Ella tampoco sabe lo que son los edredones. Es rubia y clara y se viste de largo para esconderse del sol tropical que la circunda.

Armé mi camita pulcra y solitaria, con un ventanal que da a una terracita en el ático de Tino, al lado de la Glorieta de Cuatro Caminos. Fui cerrando los ojos y me dormí con el repiquetear en la ventana.

A las 9 de la noche llegó Tino. Risueño y afable como siempre, me soltó:
—¡Dale, que nos vamos!
Profesor de Historia de Asia de la Complutense, Tino es experto sibarita en comida asiática. A menudo vamos a los thais, coreanos o filipinos de Madrid. Los conoce todos, aunque sabe que prefiero la comida de Tailandia. Así que nos tomamos una copita de Rioja y salimos bajo la fría lluvia rumbo al metro. Hablamos de lo de siempre: de la soledad, los amores y de mis hijos, que Tino y Juanma siempre me malcrían… y así pasaban las paradas del metro.

Llamó Juanma:
—Dile a Renay que tenéis que venir ya. ¡Os he conseguido con el dueño un sitio, pues falló una mesa!
Y Tino se levantó como un resorte.
—¡Vámonos!

Madrid en taxi de noche es placentero. Brillan las farolas por la Castellana y las chicas van tapadas con atuendos de colores. Llevan prisa existencial y relumbran sobre los adoquines como si fueran figuras de un Monet. Figuras perfumadas.
—Si uno tuviera una novia así, quizá no tendría frío —conjeturo.
Y la ciudad es un carnaval de luces rojas y destellos.

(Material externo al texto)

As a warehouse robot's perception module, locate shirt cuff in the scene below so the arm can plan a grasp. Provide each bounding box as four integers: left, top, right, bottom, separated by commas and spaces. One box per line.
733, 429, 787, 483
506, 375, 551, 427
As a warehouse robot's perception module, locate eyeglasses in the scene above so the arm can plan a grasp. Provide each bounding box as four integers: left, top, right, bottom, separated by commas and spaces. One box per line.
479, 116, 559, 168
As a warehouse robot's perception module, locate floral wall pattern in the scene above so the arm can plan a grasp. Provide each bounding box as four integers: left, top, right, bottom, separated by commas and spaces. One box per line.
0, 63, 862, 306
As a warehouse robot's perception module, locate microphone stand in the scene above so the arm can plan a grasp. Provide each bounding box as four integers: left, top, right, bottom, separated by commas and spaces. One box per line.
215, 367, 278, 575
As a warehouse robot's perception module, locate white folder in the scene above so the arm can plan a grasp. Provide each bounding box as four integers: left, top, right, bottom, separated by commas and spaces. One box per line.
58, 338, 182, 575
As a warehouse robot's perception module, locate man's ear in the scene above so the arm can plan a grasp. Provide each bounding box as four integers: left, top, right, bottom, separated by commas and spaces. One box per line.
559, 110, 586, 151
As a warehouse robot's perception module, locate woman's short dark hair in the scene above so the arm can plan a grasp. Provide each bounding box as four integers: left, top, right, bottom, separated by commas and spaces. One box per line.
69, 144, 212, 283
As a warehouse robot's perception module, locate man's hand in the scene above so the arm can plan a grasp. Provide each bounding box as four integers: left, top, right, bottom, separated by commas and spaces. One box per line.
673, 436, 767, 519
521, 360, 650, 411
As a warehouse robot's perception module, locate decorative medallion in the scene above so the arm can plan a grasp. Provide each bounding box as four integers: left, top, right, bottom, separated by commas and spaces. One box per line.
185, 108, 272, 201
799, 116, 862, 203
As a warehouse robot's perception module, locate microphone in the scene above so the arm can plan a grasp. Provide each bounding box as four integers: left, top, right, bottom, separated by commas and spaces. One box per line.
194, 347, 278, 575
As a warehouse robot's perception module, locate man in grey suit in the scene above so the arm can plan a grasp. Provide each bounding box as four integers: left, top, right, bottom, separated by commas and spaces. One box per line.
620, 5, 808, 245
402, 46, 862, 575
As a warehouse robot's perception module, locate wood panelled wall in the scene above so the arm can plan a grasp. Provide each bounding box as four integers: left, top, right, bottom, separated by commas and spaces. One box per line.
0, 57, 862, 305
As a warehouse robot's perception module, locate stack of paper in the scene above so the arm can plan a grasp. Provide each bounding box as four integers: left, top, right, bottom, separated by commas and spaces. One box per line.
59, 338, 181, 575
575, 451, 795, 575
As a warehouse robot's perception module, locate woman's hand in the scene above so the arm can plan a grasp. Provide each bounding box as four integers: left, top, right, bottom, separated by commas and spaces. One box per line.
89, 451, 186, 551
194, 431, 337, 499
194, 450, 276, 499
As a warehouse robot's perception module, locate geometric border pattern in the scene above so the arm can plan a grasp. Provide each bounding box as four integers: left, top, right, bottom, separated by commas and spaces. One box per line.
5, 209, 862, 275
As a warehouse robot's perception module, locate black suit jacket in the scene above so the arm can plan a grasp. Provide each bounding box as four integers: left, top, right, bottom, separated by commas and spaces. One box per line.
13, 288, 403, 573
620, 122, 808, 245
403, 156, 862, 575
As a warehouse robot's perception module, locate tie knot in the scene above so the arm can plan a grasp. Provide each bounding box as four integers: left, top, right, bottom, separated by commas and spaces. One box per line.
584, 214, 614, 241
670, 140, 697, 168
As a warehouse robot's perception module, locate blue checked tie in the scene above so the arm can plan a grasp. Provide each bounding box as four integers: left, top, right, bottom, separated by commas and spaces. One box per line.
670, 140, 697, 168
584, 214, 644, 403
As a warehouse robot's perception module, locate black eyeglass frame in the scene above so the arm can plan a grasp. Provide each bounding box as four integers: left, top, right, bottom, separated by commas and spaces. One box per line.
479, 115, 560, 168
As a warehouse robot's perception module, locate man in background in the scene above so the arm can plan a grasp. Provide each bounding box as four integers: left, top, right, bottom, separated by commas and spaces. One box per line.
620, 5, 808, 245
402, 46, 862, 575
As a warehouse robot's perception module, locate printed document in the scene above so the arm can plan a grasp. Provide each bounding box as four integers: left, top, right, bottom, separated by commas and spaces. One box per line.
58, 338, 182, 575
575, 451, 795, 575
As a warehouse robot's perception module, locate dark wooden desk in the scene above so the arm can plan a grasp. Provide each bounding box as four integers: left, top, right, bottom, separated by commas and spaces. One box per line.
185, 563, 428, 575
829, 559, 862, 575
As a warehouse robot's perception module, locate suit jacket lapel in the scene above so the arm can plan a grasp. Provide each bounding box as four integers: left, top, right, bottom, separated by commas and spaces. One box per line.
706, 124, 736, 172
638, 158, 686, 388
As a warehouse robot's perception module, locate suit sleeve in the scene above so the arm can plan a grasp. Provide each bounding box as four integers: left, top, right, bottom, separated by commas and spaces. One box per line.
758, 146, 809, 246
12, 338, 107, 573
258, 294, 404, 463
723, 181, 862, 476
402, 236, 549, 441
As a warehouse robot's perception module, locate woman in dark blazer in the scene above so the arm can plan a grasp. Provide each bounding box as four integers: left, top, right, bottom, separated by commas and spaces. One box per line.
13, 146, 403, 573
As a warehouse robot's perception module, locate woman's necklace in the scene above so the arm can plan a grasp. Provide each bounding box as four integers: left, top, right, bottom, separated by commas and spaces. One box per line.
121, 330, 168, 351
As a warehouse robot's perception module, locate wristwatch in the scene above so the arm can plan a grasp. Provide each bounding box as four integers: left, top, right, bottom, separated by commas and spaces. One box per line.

El taxi se mete en un rincón de árboles frondosos, por la calle Florida.
—Esta es la Casa Mingo —me dice Tino—. Aquí se venden pollos asados y sidra artesanal desde 1888.
Y me acuerdo del Brugal 1888 que me presentó Camilo.

Nos bajamos. Hace frío y soy feliz, pues la alusión a un ron dominicano me da la certeza de que no me duele… no recuerdo a Cuba.
—Ya sé —especulo—. No he amado Madrid porque tenía vivo el recuerdo de La Habana.
Me ajusto la bufanda y salgo del taxi, como quien va ridículamente esquivando las gotas de la lluvia.

Entramos al local y la decoración es ya efectiva. Tiene onda industrial, unas diez o doce mesas y una tarima donde toca una banda de blues y rock and roll. El bar está lleno de gente que al parecer son amigos.

Saludo a Juanma, a José y a la Titi. Me pido unas rabas a la andaluza, unos boquerones fritos y cerveza. La banda suena bien. Muy bien. Y, en medio de la pieza, invitan a un músico. Sube un negro gordo, de cara ancha y bonachona. Lleva en la mano una trompeta. Va despacito… la acaricia… y sutilmente la hace sonar. Todo el auditorio se funde en un aplauso:
—Ladies and Gentlemen… from Santa Clara, Cuba: Manuel Machado —dice el cantor, y todo el público sigue sin parar de aplaudir.
Santa Clara… Santa Clara… recuerdo que, de niño, mi madre me llevó a tomarme mi primer helado allí.

Madrid me hace olvidar y recordarlo todo.